As for the Spelling project, it, too, is a half-hour reality-based comedy. In "Notorious," the pilot of which has been picked up by NBC, the 31-year-old "90210" actress and daughter of TV mega-producer Aaron Spelling plays herself, a celebrity who's dogged by nasty supermarket-tabloid gossip. Her pet, a pug named Mimi La Rue, also stars in the show as herself.
"We poke fun at a lot of the tabloid rumors," Spelling told the New York Daily News last month. "There's so much good material there ... We'll see how it works."
Meanwhile, there's already a well-known success story in the reality-based comedy category. "Curb Your Enthusiasm" (search), which is thriving on HBO, stars and is about 57-year-old "Seinfeld" producer Larry David (search) as he fumbles through a life of wealth and fame in Beverly Hills. Along the way, David makes all kinds of gaffes and voices outrageous, politically incorrect opinions that many people might share but don't have the guts to talk about.
While both "Enthusiasm" and "Actress" cast actors as the real people in the stars' lives, some supporting characters also play themselves, as in the case of comedian Richard Lewis in "Enthusiasm," and Travolta and NBC executive Jeff Zucker in "Actress."
Another hallmark of the reality-based genre is that the shows are often at least partially unscripted. Both "Enthusiasm" and "Actress" are ad-libbed — though scenes are well outlined — and both have the "verite" look of home movies shot with a hand-held camera. The combination makes the programs feel more real.
"It's an unscripted comedy," Alley told FOX News' Greta Van Susteren Friday. "We get to improv and it's about people's neuroses … [But] there is a tight outline. You know what is going to happen in this story. You know where we're leading."
But the fact that significant portions of the shows are fictionalized or exaggerated provides for more creative license potential than ordinary reality shows, when producers and directors have to be clever editors to make the most of what they've caught on tape.

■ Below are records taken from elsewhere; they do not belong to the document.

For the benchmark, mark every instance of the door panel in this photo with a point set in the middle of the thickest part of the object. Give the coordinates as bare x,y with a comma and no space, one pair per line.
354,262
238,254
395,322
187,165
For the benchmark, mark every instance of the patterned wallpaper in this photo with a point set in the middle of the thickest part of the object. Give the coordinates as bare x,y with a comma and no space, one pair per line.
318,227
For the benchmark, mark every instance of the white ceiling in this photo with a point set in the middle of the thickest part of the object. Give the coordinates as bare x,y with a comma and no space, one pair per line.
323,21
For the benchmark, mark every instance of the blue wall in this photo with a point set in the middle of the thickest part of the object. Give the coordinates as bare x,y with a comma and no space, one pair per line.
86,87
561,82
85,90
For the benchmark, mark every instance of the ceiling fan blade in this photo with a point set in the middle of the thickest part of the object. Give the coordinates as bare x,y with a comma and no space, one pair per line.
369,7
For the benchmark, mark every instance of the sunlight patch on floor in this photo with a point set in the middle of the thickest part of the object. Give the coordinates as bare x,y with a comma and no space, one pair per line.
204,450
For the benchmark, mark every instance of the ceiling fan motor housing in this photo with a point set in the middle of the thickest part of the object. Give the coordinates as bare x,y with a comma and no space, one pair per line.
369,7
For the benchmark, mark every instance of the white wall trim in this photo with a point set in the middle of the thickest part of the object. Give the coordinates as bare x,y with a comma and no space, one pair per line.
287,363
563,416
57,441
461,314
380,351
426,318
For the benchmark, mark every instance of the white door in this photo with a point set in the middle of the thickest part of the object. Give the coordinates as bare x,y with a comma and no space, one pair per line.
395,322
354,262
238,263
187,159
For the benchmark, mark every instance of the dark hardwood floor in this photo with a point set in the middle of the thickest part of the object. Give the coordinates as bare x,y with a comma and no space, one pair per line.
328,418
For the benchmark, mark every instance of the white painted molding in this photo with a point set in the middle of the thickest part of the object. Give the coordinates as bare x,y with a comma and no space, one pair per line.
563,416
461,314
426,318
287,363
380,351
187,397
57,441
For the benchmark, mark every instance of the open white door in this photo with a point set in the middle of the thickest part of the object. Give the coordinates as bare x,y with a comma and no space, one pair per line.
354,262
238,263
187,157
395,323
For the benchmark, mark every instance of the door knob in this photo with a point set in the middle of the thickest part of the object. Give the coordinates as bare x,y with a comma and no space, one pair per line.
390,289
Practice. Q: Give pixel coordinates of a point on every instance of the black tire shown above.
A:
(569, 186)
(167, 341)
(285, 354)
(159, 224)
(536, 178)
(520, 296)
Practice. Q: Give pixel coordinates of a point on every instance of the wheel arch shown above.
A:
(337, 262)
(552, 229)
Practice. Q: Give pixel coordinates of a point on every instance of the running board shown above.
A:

"In fictionalized reality shows, you can do more — you're not just dependent on whether you pick up something good on camera," Buckman said. "You can control it, guide it, manipulate the action in the old-fashioned way of doing a television show."
Buckman said the current trend is an offshoot of reality shows about celebrities. In addition to "The Osbournes" and "The Anna Nicole Show," MTV's "Newlyweds," about newly married pop singers Jessica Simpson and Nick Lachey, is another example, as are the competition reality shows that pit washed-up celebrities against each other.
"They are definitely influenced by the recent trend of creating reality shows around celebrities — frankly mostly B-level ones at that," said Buckman.
But the success of reality-based comedies with stars playing themselves is dependent not only on whether they're well made, but also on whether viewers are interested in the celebrities they revolve around.
Virginia stay-at-home mom Liz Haas — a fan of both celebrity culture and reality TV — said she'd tune in to shows that are about stars who pique her curiosity.
"I would watch it if I liked the star," said Haas, 35, of Falls Church. "If there was some parallel to their real life, I would definitely be interested."